Question

A 12.5eV electron beam is used to excite a gaseous hydrogen atom at room temperature. Determine the wavelengths and the corresponding series of the lines emitted.

Answer 1

Hint: Firstly, you could go for finding the energy after excitation of the hydrogen and thus determine its final excited state. After that you could find all possible transitions. Then you could find the energy difference of these levels and also the wavelength of the radiation emitted.
Formula used:
Energy of nth energy level,
${{E}_{n}}=\dfrac{-13.6eV}{{{n}^{2}}}$
Wavelength,
$\lambda =\dfrac{hc}{E}$

Complete answer:
We are given that the gaseous hydrogen atom is excited using a 12.5eV electron beam at room temperature.
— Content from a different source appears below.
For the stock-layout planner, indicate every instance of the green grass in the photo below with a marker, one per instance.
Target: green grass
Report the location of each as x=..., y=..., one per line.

Then, its energy after excitation would be,
$E=-13.6eV+12.5eV=-1.1eV$
We know that energy of the nth energy level is given by,
${{E}_{n}}=\dfrac{-13.6eV}{{{n}^{2}}}$
$\Rightarrow \dfrac{-13.6}{{{n}^{2}}}=-1.1eV$
$\Rightarrow n=3.51\langle 4$
$\therefore n\approx 3$
So we found the final excited state to be n = 3.
So the possible transitions would be,
(a) $n=3\to n=2$
(b) $n=3\to n=1$
(c) $n=2\to n=1$

For the transition from$n=3\to n=2$,
$\Delta E={{E}_{3}}-{{E}_{2}}=\dfrac{-13.6}{{{3}^{2}}}-\left( \dfrac{-13.6}{{{2}^{2}}} \right)$
$\Rightarrow \Delta E=-1.51+3.4$
$\therefore \Delta E=1.89eV$
Corresponding wavelength,
$\lambda =\dfrac{hc}{E}$
$\Rightarrow \lambda =\dfrac{6.6\times {{10}^{-34}}\times 3\times {{10}^{8}}}{1.89\times 1.6\times {{10}^{-19}}}$
$\therefore \lambda =6547.6A{}^\circ $
So we found that this belongs to the Balmer series.
For the transition from$n=3\to n=1$,
$\Delta E={{E}_{3}}-{{E}_{1}}=\dfrac{-13.6}{{{3}^{2}}}-\left( \dfrac{-13.6}{{{1}^{2}}} \right)$
$\Rightarrow \Delta E=-1.51+13.6$
$\therefore \Delta E=12.09eV$
Corresponding wavelength,
$\lambda =\dfrac{hc}{E}$
$\Rightarrow \lambda =\dfrac{6.6\times {{10}^{-34}}\times 3\times {{10}^{8}}}{12.09\times 1.6\times {{10}^{-19}}}$
$\therefore \lambda =1023A{}^\circ $
So, we found that this belongs to the Lyman series.
For the transition from$n=2\to n=1$,
$\Delta E={{E}_{3}}-{{E}_{1}}=\dfrac{-13.6}{{{2}^{2}}}-\left( \dfrac{-13.6}{{{1}^{2}}} \right)$
$\Rightarrow \Delta E=-3.4+13.6$
$\therefore \Delta E=10.2eV$
Corresponding wavelength,
$\lambda =\dfrac{hc}{E}$
$\Rightarrow \lambda =\dfrac{6.6\times {{10}^{-34}}\times 3\times {{10}^{8}}}{10.2\times 1.6\times {{10}^{-19}}}$
$\therefore \lambda =1213A{}^\circ $
We found that this belongs to the Lyman series.

Note:
We should understand that the Hydrogen’s emission spectrum is basically divided into a number of spectral series. Also we know that they are observed as the result of electron transitions in various energy levels. We could also classify these series as Lyman series, Balmer series, Paschen series, Brackett series and Pfund series.